The shirt he chose came with black straps that felt good to draw down tight against his skin. Holding him together. The trousers were likewise tight, and pinched in the crotch, which was probably what he deserved. The black gloves were going to be far too hot for the weather but he didn’t care; like the straps, the confinement felt reassuring. All in all, it wasn’t inconspicuous, but once he tucked his hair up into a newsboy cap and got his eyes behind a pair of huge pink sunglasses, at least he didn’t look immediately like Julian Gault.
“Watch your step out there, sir,” the doorman said as he let him out the back exit. “There’s paparazzi all over the front of the building.”
“Thank you. I’ll keep my eyes open.”
There were so many distractions, though—his dizzy hunger, the glare of the sunlight, the worry of recognition, the weight of the too-heavy bracelet he’d forgotten to hide, the pain in his heel every time he took a step, the wretched sick feeling in his stomach that had nothing to do with food and everything to do with Rafael Reyes—
“Oi, Julian! Er, Mr. Gault, sir!”
Julian’s body was already turning to run before he froze, recognizing the voice.
 
; Robert, Uncle Eddie’s valet, came jogging up to him, his high-necked uniform unusually rumpled. The dapper young Brit was really a bit of a doofus, but good at presenting himself in proper valet fashion. “Oh, good!
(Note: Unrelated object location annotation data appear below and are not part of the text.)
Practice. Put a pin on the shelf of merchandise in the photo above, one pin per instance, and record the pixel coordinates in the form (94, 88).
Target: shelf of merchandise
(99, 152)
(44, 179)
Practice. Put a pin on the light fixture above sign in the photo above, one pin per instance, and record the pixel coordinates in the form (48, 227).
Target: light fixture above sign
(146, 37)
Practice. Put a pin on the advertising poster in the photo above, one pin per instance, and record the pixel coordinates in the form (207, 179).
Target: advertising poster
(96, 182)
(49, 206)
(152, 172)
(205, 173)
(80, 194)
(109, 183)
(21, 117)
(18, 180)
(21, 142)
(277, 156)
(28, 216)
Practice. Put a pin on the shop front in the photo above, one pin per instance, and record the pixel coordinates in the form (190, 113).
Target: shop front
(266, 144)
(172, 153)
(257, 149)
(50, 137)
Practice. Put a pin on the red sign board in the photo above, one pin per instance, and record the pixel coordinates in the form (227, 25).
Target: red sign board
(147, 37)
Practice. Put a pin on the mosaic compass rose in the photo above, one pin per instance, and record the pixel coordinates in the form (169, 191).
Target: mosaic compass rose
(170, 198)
Thought that was you.”
“Thanks for announcing it,” Julian said dryly, eyeing the crowd in front of his apartment building. So far no one had peeled off in his direction. “What are you doing here?” As with Svetlana, Julian usually only saw Robert at discreet pre-arranged meetings.
“I’m sent to collect Christian.”
Julian frowned. “Collect? From where?”
“From you! Isn’t he here with you?”
Julian felt a chill of uneasiness. “No, I haven’t seen him since the Renaissance Faire, day before yesterday.”
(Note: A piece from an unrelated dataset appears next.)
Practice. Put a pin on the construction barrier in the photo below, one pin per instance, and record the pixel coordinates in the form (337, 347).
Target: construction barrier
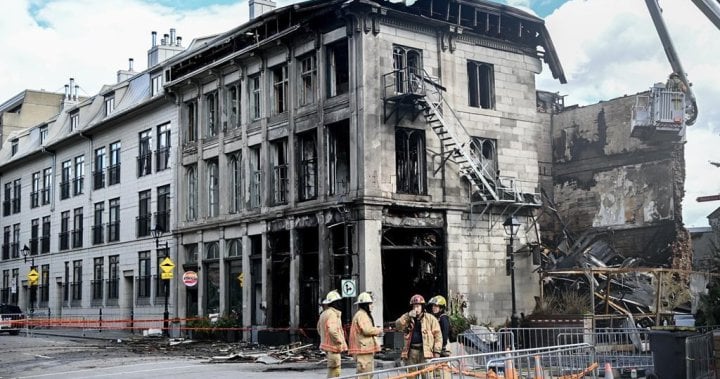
(561, 362)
“Right-o. I will of course inform Uncle Eddie of that immediately,” Robert said easily. “But, erm…he actually is here, right? Asking on me own behalf only.”
“He really isn’t,” Julian said with a deep frown. “Why would he be?”
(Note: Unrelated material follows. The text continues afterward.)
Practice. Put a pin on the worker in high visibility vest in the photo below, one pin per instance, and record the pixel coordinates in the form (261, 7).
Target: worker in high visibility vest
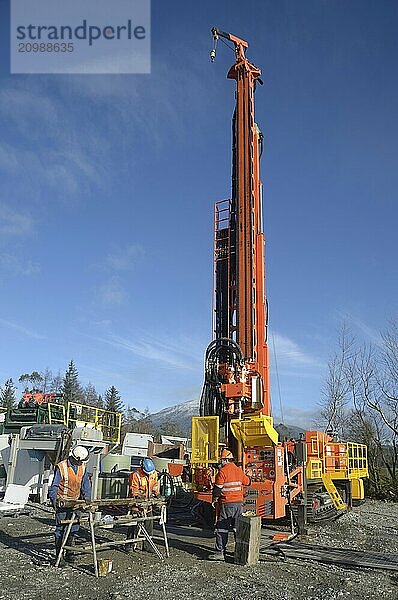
(70, 482)
(228, 493)
(143, 484)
“Well, he ain’t at home. He and Uncle Eddie have had a row of some sort, I reckon—and I reckon he’ll turn up again when he wants to and not before. But Uncle Eddie thought sure he’d run straight to you, and so did I, truth be told. Where else would he go?”
Where else indeed?
Robert shrugged uncomfortably. “Well, he’s good at looking after himself, that one. ‘M sure he’ll be fine.”
“I’m sure he will,” Julian said, not sure of any such thing. “You’ll tell me if he turns up?”
“Sure thing. Cheers, Julian!” Robert turned to go.
And a passing woman with an enormous camera perked up like a shark scenting blood. “Julian?”
Julian swore and began to run.
* * * *
In the elevator, headed downstairs to the building’s pool, Rafi found himself cornered by a reporter. What publication she was with or how she’d gotten in, he couldn’t say; she didn’t even seem to be looking for him, but she was delighted to have found him.
“So what happened between you and Julian Gault?” she said, recording him on her phone.